MA: So your Anti-Capitalism for Beginners is now out in English. How do you feel about that?
EA: Well, as with all books, I can't wait to see how it is received in the US and, if I'm lucky, in other English-speaking countries. Although I originally wrote it having Latin American readers in mind, a good deal of the content relates not only to our own Left tradition, but also to political ideas from the US and Europe. I tried to make it as "universal" as possible, but there was an obvious limitation in that my knowledge of Asian and African political traditions was very limited. It was a surprise to me that Japan and Korea were the first two countries to show interest in translating it. I have no way to learn what happened with my book in those countries, or in Germany. But I expect to have the chance to met the readers' opinions in the US or in the UK, where I have friends and, more importantly, I can understand what they say! I am really looking forward to have some feedback there.
MA: Tell me about the book. How did you embark in writing a "for Beginners", illustrated book.
EA: It was a great challenge, I learned a lot by doing it. Initially, the idea came to my mind in 2002. At that time, after the rebellion of December 2001 in Argentina, I was very much involved in the neighbors' Assemblies movement. We had all sorts of amazing political debates there. Most people had the feeling that the old Left had little to offer. And yet, they were craving for radical ideas and actions. There was the sense that we were building a new kind of movement, but there were no ideas, concepts or doctrines to name it. Before the rebellion, I had had the chance to learn about the zapatista uprising of 1994, and the global resistance movement that made itself visible after the Battle of Seattle. I was lucky enough to be in Europe when the Genoa anti-summit demonstration happened, and I was there. And shortly before the rebellion I also participated in the World Social Forum process. Even if activists in Europe and the US immediately felt that the Argentinean rebellion was part of a global phenomenon, people in Argentina, initially, had almost no idea that similar movements were taking place elsewhere, and that other people were already discussing the same problems and having to face similar political challenges. I felt that I had the responsibility to communicate all those ideas to the people who were struggling with me in the streets. As horizontal organizing was one of the main principles of the rebellion, I felt I had to make all those ideas accessible for people with little education and sometimes no previous political experience.

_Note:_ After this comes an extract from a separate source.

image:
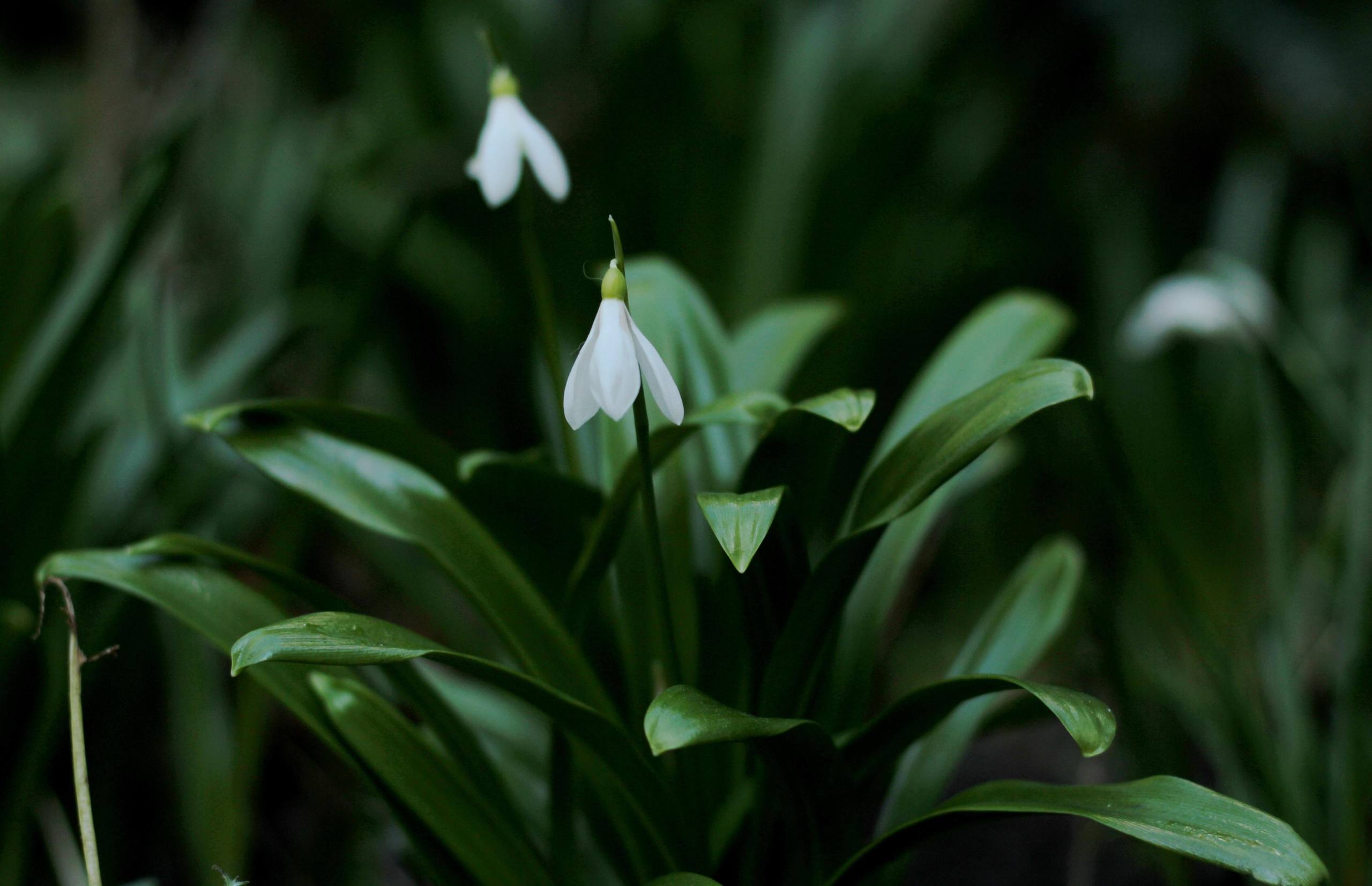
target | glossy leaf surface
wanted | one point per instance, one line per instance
(1162, 811)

The "for Beginners" series was perfect for this purpose. Basically, the book includes a non-economicist analysis of capitalism, an alternative account of the history of struggles for emancipation, a list of differences and similarities between new anti-capitalism and the traditional left, and a series of new proposals to change the world in concrete ways. It also analyses the emergence of new political forms and ideas, as seen in concrete cases of indigenous, peasant, worker, women, immigrant, and environmentalist movements from all over the world, from India to Latin America, and from Europe to South Africa. Complex ideas such as “bio-power”, “autonomy”, “counter-power”, “Empire” or “multitude” are explained in simple words.
MA: And how did you work with the visual part of the book?

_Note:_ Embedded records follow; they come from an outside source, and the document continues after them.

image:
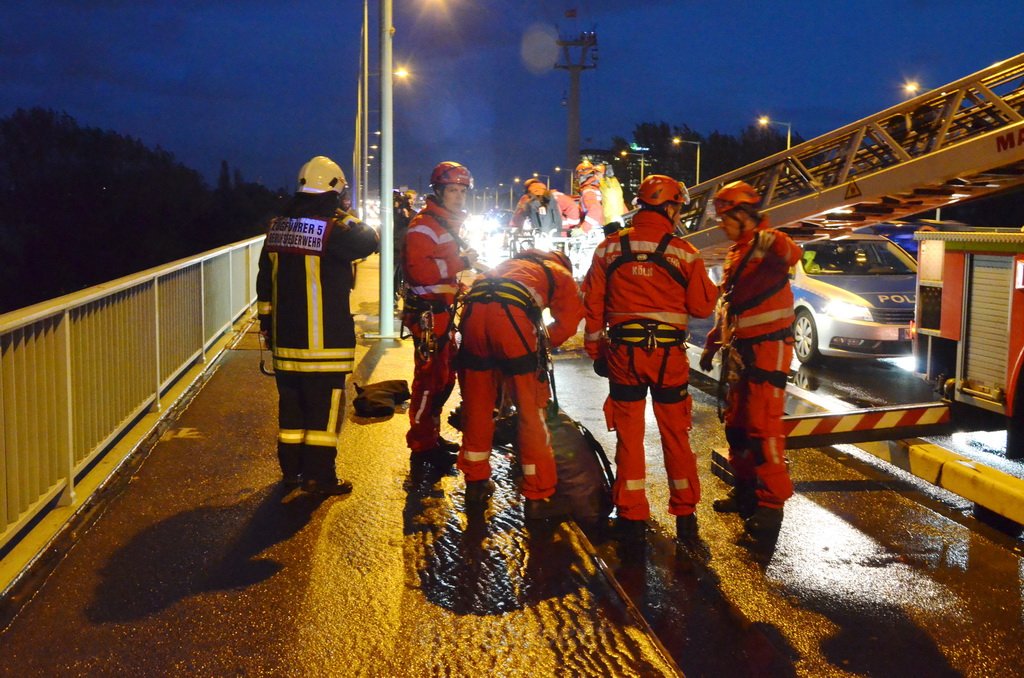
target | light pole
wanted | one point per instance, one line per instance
(764, 121)
(677, 140)
(626, 154)
(387, 179)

EA: I only wrote the texts and designed most of the illustrations. But –luckily for readers– I did not actually do the drawings! My editor in Buenos Aires had very good artists to take care of that part. But, after trying to work with two of them, I felt I wanted the illustrations to be done by someone who, like me, was also part of the movement. At that time, one of the neighbors' Assemblies had set up a
Popular Serigraphy Workshop. Basically, it was a bunch of people with artistic training –including very well-known painters– who would design stencils, banners, T shirts and street art for different political movements and demonstrations. I met them in the streets, and I loved what they did. Fortunately, Juan Carlos Kreimer, my editor, was very receptive with the idea of working with them, so we did. The result was amazing. The illustrations are very powerful.
MA: After some years of publication in Argentina, you must have a good sense of the reception of your book. Do you know how was it used and read?
EA: Yes, I have a pretty good idea for Argentina, but less so for other countries. The traditional Left –mostly the Trotskysts– obviously did not like it, and it was seriously attacked for a while. The intellectual world mostly ignored it — I imagine nobody there wanted to be seen reading a "for Beginners"! But the book found its way to the general readers anyway, which is what I wanted. It was used (and still is) in some of the piquetero movements for popular education. It was also used in High schools in different parts of the country (especially the section that explains how capitalism works). It contributed to spread new ideas and sparked debates, which is what I wanted. It was never intended as a "recipe" for political action, but rather as a toolbox. Some of the tools can be useful in some contexts, other less so, but the important thing is that they are available for all.
MA: Well, I am very much looking forward to seeing your book. I think we all need to begin again…with clarity and ease of expression, which I know well you are attuned to. So when the book reaches me here in the U.S., imminently I think, I am sure I will enjoy reading and learning from it. And I hope and expect others will too.